REGGIO EMILIA – Sono state le immediate e approfondite indagini svolte dai carabinieri del Nucleo Investigativo del Comando Provinciale e dagli Agenti della Squadra Mobile della Questura di Reggio Emilia, coordinati dalla Procura della Repubblica diretta dal Procuratore Calogero Gaetano Paci, che hanno permesso di risalire, in pochissime ore, all’autore dell’efferato omicidio del giovane 18enne avvenuto la notte del 31 Maggio nella Stazione storica di Piazzale Marconi a Reggio Emilia.

Erano circa le 3,00 di notte, quando un cittadino ha con il numero di emergenza 112 della centrale operativa del Comando Provinciale dei carabinieri di Reggio Emilia segnalando la presenza di un giovane riverso a terra sulla banchina adiacente i binari della stazione ferroviaria.

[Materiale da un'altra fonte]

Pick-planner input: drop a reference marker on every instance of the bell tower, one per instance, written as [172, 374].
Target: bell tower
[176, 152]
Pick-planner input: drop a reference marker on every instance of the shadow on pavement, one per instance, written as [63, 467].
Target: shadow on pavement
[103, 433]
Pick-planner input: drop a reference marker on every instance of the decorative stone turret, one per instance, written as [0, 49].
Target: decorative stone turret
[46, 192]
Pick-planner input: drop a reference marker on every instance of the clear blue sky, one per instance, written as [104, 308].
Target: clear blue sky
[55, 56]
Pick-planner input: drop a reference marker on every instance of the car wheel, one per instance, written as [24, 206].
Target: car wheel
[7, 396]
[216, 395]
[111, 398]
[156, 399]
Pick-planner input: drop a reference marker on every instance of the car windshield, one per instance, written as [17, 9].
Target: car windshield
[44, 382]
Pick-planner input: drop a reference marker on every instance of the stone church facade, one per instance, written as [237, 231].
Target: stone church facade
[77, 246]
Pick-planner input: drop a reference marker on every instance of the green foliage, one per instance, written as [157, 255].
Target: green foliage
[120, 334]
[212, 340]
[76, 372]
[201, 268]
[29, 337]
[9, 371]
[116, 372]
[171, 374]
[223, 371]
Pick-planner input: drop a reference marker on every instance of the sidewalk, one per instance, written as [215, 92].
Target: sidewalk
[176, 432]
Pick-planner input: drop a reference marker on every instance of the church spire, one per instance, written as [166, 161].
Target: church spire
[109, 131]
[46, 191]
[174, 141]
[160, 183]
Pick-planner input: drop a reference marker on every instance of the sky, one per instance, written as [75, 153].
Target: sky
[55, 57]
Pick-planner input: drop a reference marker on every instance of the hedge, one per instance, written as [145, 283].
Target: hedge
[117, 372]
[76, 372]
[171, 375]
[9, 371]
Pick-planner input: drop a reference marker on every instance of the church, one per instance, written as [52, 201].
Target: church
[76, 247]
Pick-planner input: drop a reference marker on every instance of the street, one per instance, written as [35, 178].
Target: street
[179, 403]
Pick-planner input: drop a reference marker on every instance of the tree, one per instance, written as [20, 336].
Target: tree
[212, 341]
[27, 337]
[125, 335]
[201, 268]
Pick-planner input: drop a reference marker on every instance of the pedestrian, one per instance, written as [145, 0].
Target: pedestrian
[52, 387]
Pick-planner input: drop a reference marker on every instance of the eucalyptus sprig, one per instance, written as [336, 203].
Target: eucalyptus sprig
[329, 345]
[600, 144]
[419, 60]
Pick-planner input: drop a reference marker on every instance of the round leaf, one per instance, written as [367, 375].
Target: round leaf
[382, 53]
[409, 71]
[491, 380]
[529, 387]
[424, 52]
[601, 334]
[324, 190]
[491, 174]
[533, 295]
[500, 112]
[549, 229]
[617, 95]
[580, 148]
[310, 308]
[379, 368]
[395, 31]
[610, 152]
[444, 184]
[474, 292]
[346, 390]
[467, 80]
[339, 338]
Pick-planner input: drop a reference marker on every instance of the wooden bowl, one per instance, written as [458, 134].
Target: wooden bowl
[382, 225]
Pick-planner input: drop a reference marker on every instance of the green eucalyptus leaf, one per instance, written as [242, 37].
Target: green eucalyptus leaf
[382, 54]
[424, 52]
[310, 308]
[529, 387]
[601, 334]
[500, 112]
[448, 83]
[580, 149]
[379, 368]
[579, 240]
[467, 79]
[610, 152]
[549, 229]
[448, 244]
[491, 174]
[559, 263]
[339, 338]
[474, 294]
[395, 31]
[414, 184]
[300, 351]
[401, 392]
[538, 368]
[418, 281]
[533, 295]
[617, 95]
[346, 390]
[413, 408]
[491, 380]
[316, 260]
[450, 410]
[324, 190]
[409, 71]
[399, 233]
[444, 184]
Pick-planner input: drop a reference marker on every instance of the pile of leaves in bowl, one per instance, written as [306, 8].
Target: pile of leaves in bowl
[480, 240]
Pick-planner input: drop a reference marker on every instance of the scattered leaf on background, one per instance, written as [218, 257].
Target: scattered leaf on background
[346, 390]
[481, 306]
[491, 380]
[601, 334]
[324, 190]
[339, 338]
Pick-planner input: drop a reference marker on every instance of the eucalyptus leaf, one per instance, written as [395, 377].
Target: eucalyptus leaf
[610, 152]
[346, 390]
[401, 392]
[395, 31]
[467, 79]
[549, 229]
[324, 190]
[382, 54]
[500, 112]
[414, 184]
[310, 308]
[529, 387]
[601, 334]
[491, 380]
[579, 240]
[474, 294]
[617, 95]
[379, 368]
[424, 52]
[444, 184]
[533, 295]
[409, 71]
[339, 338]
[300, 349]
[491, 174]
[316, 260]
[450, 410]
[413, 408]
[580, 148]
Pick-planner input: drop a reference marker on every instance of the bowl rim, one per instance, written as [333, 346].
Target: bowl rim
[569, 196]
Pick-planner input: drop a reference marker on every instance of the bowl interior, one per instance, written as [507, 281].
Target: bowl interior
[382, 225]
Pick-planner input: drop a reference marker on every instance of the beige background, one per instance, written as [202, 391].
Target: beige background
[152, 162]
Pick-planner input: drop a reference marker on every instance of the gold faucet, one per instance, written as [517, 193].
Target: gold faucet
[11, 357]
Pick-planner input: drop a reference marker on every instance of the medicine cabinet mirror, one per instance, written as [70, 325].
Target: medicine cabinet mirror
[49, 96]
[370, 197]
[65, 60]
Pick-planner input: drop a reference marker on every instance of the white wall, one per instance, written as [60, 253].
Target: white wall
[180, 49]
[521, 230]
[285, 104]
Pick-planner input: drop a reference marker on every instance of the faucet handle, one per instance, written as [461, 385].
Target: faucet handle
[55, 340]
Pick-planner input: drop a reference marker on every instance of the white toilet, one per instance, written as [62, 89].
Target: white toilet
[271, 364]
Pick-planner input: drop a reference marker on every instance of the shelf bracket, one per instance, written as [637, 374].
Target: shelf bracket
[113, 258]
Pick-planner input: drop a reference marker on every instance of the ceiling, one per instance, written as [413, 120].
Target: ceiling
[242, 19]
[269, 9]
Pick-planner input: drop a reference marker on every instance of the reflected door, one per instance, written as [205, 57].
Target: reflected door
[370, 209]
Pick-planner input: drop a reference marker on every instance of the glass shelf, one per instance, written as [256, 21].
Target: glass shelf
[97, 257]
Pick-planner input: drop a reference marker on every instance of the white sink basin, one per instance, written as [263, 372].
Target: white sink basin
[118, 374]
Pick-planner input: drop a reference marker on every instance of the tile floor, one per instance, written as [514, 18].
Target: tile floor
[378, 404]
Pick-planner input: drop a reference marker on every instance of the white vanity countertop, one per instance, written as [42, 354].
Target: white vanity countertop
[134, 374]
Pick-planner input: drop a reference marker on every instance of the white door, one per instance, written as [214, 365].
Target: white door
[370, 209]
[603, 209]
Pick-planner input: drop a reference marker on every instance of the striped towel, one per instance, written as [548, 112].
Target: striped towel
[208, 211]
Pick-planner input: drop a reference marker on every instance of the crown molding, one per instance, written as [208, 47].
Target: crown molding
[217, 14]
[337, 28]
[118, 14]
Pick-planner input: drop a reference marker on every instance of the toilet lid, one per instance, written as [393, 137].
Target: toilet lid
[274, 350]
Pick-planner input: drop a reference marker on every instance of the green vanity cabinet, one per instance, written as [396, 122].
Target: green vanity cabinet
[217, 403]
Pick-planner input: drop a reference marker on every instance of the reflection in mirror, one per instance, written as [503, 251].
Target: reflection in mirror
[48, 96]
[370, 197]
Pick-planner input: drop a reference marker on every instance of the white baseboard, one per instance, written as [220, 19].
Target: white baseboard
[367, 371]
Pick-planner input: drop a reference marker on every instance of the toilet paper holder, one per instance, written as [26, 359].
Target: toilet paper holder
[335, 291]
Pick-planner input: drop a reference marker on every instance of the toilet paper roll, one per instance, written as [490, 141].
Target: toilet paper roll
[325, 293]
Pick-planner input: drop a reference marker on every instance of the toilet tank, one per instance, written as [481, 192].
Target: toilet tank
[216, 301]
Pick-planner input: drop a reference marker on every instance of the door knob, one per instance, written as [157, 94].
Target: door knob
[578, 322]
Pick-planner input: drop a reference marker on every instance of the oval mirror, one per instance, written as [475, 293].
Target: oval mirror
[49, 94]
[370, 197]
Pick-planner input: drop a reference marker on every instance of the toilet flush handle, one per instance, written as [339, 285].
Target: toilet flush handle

Venivano allertate nell’immediato due pattuglie dei carabinieri della sezione Radiomobile di Corso Cairoli. I militari giunti sul posto trovavano un corpo esanime disteso nei pressi del binario 1 dello scalo ferroviario, THABET Mohamed Ali, un giovane tunisino di anni 18 in Italia senza fissa dimora.

Sul posto venivano identificati altri 3 giovani ragazzi, dai quali venivano prese le prime informazioni, gli stessi dichiaravano di aver assistito all’evento che aveva causato la morte del giovane. Raccontavano ai carabinieri che un ragazzo extracomunitario che non conoscevano, dopo un litigio con la giovane vittima, aveva estratto un coltello sferrando un fendente tra il collo e la clavicola del lato destro del corpo del giovane determinandone la morte e successivamente dandosi alla fuga.

Da qui l’immediata caccia all’assassino, da parte dei carabinieri del Nucleo Investigativo congiuntamente ai colleghi della Squadra Mobile coordinati dal Pubblico Ministero Dottoressa Giulia Galfano. Le approfondite indagini condotte insieme dalle componenti investigative di Carabinieri e Polizia di Stato, sono proseguite con l’immediata acquisizione e visualizzazione delle riprese video del sistema di videosorveglianza posto nei pressi della Stazione Ferroviaria, luogo dell’efferato omicidio.

Gli investigatori tramite i filmati estrapolati dalle telecamere di videosorveglianza ed attraverso i frame dei video sono riusciti a risalire al volto dell’omicida, identificato in un 23 enne tunisino senza fissa dimora, gravato da numerosi precedenti di polizia e gravitante tra il reggiano e il modenese.

Alla luce dei gravi indizi di colpevolezza raccolti a suo carico la Procura della Repubblica ha emesso un fermo di P.G.. Le attività di ricerca dell’omicida sono state avviate a poche ore dal delitto e condotte da una task force di investigazione congiunta di Carabinieri e Polizia di Stato che sta progressivamente stringendo il cerchio attorno al fuggiasco.